Wie berichtet, waren am Freitag, 9. Mai 2008, um 16.45 Uhr, zwei junge Männer im Alter von 28 und 31 Jahren in einem Brunnenschacht in der Feldgemarkung von Ilbenstadt bewusstlos aufgefunden worden. Nach der Rettungsaktion durch die hinzu gerufene Feuerwehr und anhaltender Reanimation verstarben sie jedoch kurze Zeit später im Krankenhaus. Bei dem Unglücksort handelt es sich um ein außerhalb in einem Wiesengelände gelegenes Grundstück der Familie des verunglückten 28-Jährigen. Im Bereich der hier stehenden Maschinenhalle hatte er zusammen mit seinem Freund, dem ebenfalls verunglückten 31-jährigen Ilbenstädter erst wenige Wochen zuvor eine Grube ausgebaggert und einen Wassersammelbehälter als herkömmlichen Brunnen zum Besprengen der Gartenfläche angelegt. Dabei handelt es sich um sechs aufeinandergestapelte Betonringe mit einem Durchmesser von 110 cm und einem konischen Betonkopf mit einem runden Betondeckel von 60 cm Durchmesser. Die Betonringe haben im Innenbereich übliche Steigeisen. Eine eingebaute, handelsübliche elektrische Saugpumpe förderte über einen Ansaugschlauch das im knapp fünf Meter tiefen Brunnen gesammelte Grundwasser unterirdisch zu einem Wasserhahn im Bereich der Maschinenhalle. Der Brunnen war bereits in Betrieb genommen und die Anlage hatte auch schon Wasser gepumpt. An dem Freitag wurde nach der Rettungsaktion ein Wasserstand von rund 3,4 Meter unter Gelände gemessen, womit in dem Brunnen eine Wassersäule von rund 1,4 Meter vorlag.

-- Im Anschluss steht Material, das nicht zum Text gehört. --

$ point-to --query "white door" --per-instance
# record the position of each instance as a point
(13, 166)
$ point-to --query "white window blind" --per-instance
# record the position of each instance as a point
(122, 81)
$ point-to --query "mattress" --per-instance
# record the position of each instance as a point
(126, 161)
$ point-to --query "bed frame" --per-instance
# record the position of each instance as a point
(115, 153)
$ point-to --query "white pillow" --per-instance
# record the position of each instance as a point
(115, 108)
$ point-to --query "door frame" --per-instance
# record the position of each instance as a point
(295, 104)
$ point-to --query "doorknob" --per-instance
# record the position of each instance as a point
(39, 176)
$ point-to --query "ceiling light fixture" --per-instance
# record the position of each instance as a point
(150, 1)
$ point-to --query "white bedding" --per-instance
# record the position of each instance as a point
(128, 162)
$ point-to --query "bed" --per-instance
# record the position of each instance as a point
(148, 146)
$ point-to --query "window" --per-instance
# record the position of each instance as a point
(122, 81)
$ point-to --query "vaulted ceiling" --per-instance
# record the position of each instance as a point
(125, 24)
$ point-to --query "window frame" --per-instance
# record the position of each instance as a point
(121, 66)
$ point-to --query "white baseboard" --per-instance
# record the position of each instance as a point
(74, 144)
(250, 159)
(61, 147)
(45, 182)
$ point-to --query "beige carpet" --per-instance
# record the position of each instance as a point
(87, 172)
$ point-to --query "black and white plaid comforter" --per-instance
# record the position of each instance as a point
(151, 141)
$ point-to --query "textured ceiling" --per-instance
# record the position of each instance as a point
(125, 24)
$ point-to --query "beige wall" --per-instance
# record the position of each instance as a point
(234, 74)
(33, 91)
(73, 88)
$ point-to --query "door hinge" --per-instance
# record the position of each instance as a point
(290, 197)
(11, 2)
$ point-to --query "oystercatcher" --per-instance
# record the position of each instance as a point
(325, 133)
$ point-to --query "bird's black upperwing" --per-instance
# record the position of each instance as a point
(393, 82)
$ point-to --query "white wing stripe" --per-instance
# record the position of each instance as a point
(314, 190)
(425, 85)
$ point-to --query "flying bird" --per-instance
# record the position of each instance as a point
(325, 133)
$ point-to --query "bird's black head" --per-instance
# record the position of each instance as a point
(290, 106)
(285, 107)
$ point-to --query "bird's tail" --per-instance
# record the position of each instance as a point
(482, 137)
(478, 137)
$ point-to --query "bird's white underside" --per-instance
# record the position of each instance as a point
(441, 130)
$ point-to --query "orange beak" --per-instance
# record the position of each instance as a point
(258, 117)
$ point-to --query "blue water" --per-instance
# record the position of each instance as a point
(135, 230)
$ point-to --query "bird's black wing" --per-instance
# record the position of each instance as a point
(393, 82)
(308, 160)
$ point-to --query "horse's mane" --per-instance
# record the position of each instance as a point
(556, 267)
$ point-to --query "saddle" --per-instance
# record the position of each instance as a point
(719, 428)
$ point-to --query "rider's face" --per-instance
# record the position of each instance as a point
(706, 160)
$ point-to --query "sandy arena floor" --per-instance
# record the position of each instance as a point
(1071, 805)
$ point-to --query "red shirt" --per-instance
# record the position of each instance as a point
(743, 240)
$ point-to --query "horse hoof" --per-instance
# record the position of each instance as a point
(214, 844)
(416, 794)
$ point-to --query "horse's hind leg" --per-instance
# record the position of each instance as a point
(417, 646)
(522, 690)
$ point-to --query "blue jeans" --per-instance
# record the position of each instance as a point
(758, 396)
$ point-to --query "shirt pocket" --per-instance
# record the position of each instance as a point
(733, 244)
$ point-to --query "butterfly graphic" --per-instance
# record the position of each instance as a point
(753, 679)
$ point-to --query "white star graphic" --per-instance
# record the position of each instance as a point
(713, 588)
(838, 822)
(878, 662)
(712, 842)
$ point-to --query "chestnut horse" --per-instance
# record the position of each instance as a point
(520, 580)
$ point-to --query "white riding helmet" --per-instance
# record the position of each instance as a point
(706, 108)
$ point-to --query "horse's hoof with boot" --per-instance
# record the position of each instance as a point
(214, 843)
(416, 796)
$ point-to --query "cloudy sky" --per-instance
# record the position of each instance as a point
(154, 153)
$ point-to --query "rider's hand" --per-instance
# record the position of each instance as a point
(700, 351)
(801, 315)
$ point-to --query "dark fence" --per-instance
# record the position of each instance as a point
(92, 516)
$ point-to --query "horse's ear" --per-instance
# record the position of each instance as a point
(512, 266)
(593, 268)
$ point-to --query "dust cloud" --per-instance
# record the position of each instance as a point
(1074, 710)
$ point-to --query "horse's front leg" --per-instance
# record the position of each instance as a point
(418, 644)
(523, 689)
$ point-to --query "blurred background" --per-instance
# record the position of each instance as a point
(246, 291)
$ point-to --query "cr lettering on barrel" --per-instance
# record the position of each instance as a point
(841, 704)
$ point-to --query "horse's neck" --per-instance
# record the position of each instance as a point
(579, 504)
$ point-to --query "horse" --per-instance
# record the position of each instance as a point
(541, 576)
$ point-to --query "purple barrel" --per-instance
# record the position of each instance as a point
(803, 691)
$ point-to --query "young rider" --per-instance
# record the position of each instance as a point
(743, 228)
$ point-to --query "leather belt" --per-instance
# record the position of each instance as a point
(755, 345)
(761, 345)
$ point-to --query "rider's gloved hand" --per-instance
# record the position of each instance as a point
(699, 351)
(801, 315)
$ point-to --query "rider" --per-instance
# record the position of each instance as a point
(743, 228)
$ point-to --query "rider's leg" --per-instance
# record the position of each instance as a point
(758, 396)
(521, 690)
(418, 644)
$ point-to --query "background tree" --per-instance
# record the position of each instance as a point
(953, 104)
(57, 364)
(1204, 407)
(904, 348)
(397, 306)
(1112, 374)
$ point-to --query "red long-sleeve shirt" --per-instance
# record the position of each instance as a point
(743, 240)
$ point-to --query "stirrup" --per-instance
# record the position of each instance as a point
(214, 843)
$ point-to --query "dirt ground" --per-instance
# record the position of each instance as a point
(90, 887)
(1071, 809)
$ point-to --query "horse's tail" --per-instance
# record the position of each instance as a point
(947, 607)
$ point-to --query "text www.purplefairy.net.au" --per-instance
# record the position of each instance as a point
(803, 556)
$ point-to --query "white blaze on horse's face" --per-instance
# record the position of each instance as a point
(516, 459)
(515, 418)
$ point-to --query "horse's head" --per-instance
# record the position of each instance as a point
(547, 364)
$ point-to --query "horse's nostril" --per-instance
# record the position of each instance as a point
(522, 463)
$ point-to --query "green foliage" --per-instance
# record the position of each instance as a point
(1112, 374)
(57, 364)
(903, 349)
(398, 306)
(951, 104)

Wie ermittelt werden konnte, waren beide Männer an dem Nachmittag noch mit Pflaster- und anderen Arbeiten rund um die Brunnenanlage beschäftigt. Aus einem bisher nicht geklärten Grund stiegen sie in den Brunnenschacht. Eventuell war etwas mit der Pumpe oder dem Schlauch zu regeln. Es kann angenommen werden, dass der Zweite vielleicht dem Ersten aus der Notsituation helfen wollte. Der Bruder des 28-Jährigen entdeckte die beiden Verunglückten im Brunnen. Die Feuerwehr konnte nur mit Atemschutzträgern die Rettung der beiden Verunglückten, die ebenfalls selbst Feuerwehrkameraden waren, vornehmen. Wie die Messungen der Feuerwehr ergaben, herrschte selbst an diesem Freitagabend nach der künstlichen Belüftung des Schachtes nur ein geringer Sauerstoffgehalt von 9,7 Vol.-% in dem Brunnen. Die Normalkonzentration in der Umgebungsluft beträgt rund 20,9 Vol.-%. Experten schätzen den überlebensnotwendigen Sauerstoffanteil mit mindestens 15 Vol.-% ab. So könnte es sein, dass der erste Eingestiegene aufgrund des geringen Sauerstoffanteils das Bewusstsein verlor, der zweite ihn retten wollte und dabei selbst ohnmächtig wurde. Die durchgeführte Obduktion bestätigte in beiden Fällen die Annahme eines Erstickungstodes. Es ergaben sich keinerlei Hinweise auf sonstige Gewalteinwirkung.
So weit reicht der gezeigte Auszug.